İşte Sabah Gazetesi yazarı Mahmut Övür'ün "İki deprem iki fotoğraf" adlı köşe yazısı:
Birkaç gündür gözümüz kulağımız Elazığ-Malatya hattında yaşanan depremde.
Televizyonlara düşen son dakika haberinden sonra İçişleri Bakanı Süleyman Soylu'yu aradım. Başkan Erdoğan'ın talimatıyla harekete geçtiklerini, Çevre ve Şehircilik Bakanı Murat Kurum ve Sağlık Bakanı Fahrettin Koca ile birlikte hemen Elazığ'a gideceklerini, bütün kurumları da harekete geçirdiklerini söyledi. Ardından Başkan Erdoğan ve diğer bakanlar da deprem bölgesine gitti.
Başta AFAD ve Kızılay olmak üzere onlarca yardım kuruluşu, sivil toplum örgütü, yerel yönetimler de harekete geçmişti.
Bu tabloyu gördüğüm an, 21 yıl önceyi düşündüm. 17 Ağustos 1999 İstanbul'u da sarsan o büyük depremin yaşandığı geceyi... Müthiş sarsıntıdan sonra dışarı çıkmış ve hızla atv Haber'e ulaşmıştım. Ancak ortada depremin merkez üssüne ilişkin bir bilgi yoktu. Durumu devlet ve hükümet de bilmiyordu. Gün aydınlandığında acı gerçek yüzümüze çarptı. Başta Gölcük ve Yalova olmak üzere çok sayıda yerleşim biriminde onlarca bina çökmüş, binlerce insan göçük altında kalmıştı.

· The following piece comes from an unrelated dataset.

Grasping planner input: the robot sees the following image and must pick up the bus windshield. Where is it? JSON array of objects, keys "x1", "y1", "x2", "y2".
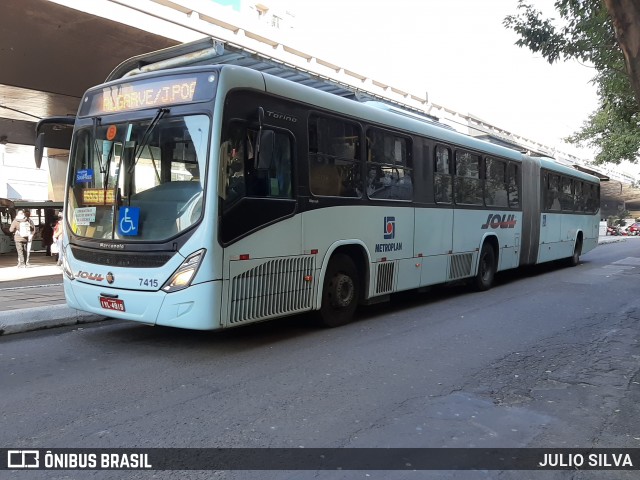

Tam anlamıyla çaresizdik. Çünkü ne devlet ne de vatandaş olarak deprem sonrasına ilişkin hiçbir hazırlığımız yoktu. Aslında 80'lerde, yakında "Büyük İstanbul depremi geliyor" diye yazmış, bilim adamlarının uyarısını iletmiştik ama başta devlet olmak üzere kimse umursamıyordu. İşin doğrusu ciddi anlamda da yoksul bir toplumduk. Başımızı sokacak ev bulamazken, kimse sağlam mı değil mi diye bakmıyordu. Milyonlarca insan gecekondularda yaşıyor, birkaç katlı ev yaptırmak isteyenler biraz da açgözlülükle fırsatçı vurguncu müteahhitlerin eline düşüyordu. Devlet ve yerel yönetim ise onları denetlemekten acizdi.
O yıllardan bugünlere gelindiğinde çok şeyin değiştiğini görüyoruz.